Question 4: Locks and keys

Finally, let’s add one new feature to the game mechanic, and see how it affects all the previous steps.

It would be interesting to have doors that lock, which in our game will take the form of exits that let

you pass only if the player has a certain thing (the exit’s “key”) in their inventory. Exits can have different

keys, and an exit that doesn’t have a key will always let you pass. Use the following steps to add keys to

the world:

(1) Add two fields to the Exit class: key, of type Thing, and message, of type Str. Update the class’s

docstring appropriately. When an Exit is constructed, set its key field to None and its message

field to the empty string.

(2) Change your go method to take the key into account. If an exit doesn’t have a key, the player can

always follow that exit to its destination. If the exit has a key, then the player can use the exit if the

key is in their inventory (in which case they keep the key). If they don’t have the key then the go

command prints the contents of the Exit’s message field, and the player’s location doesn’t change.

(3) We need to modify the text file format for games described in Question 2, to take keys into account.

In addition to the exit lines already described, we allow an additional keyexit, which occupies two

lines in the file. The first line is analogous to ordinary exits: the source and destination rooms of

the exit, and the exit’s name. The second line gives the numeric code of the key that unlocks the

exit, and the text of the message that appears if the player isn’t holding the key. Both types of exits

are legal in a game file. For example:

exit #27 #28 north

keyexit #28 #113 north

#219 You don’t have a ticket!

exit #28 #27 south

Modify your load function to recognize keyexits and add their information to the World.

5

CS 116 Winter 2019 Assignment 09

Due Friday, April 5 at 6:00 pm (no late submissions)

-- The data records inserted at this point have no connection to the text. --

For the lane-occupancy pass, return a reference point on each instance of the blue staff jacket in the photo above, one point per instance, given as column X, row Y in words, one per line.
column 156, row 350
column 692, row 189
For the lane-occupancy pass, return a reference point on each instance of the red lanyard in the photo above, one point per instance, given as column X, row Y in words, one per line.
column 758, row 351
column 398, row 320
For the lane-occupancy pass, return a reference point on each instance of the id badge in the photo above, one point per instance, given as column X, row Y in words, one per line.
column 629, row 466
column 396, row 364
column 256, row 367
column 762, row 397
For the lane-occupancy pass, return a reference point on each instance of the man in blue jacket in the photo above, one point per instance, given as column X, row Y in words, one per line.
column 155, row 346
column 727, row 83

(4) Modify the save method in the World class so that keyexits are also stored in the saved text file,

in the same format described above.

A second global constant called testworld key is defined for you, which you can use to make sure you’re

using keys correctly.

Note that you do not need to implement this feature in order to receive full marks for the first three

questions on the assignment. We will test your solution to the first three questions on worlds that don’t

have keys.

A note on the design recipe

When you put all of the pieces of this assignment together, you get a large system that is best experienced

interactively. That also affects testing. It’s not very practical to write a large number of small tests for

the methods and functions here; it’s much more natural to test the system by loading, playing, and saving

games. Therefore, for the purposes of this assignment, you are not required to include examples or tests

in your source code. You should experiment extensively with your implementation to make sure it behaves

correctly. You should still include purposes and contracts for any functions you write.

These same restrictions affect the automated testing performed on your submitted assignment. Please

note that the Basic Tests performed when you submit will be especially minimal, and definitely not enough

to ensure that your implementation performs correctly in all situations. It is your responsibility to test your

code until you are confident that it is correct.

As always, you must not share your solution code with other students. However, you are welcome (and

indeed, encouraged) to share your worlds with other students, in the form of the text files defined in

Question 2. You can use other students’ worlds for further testing, or just to explore.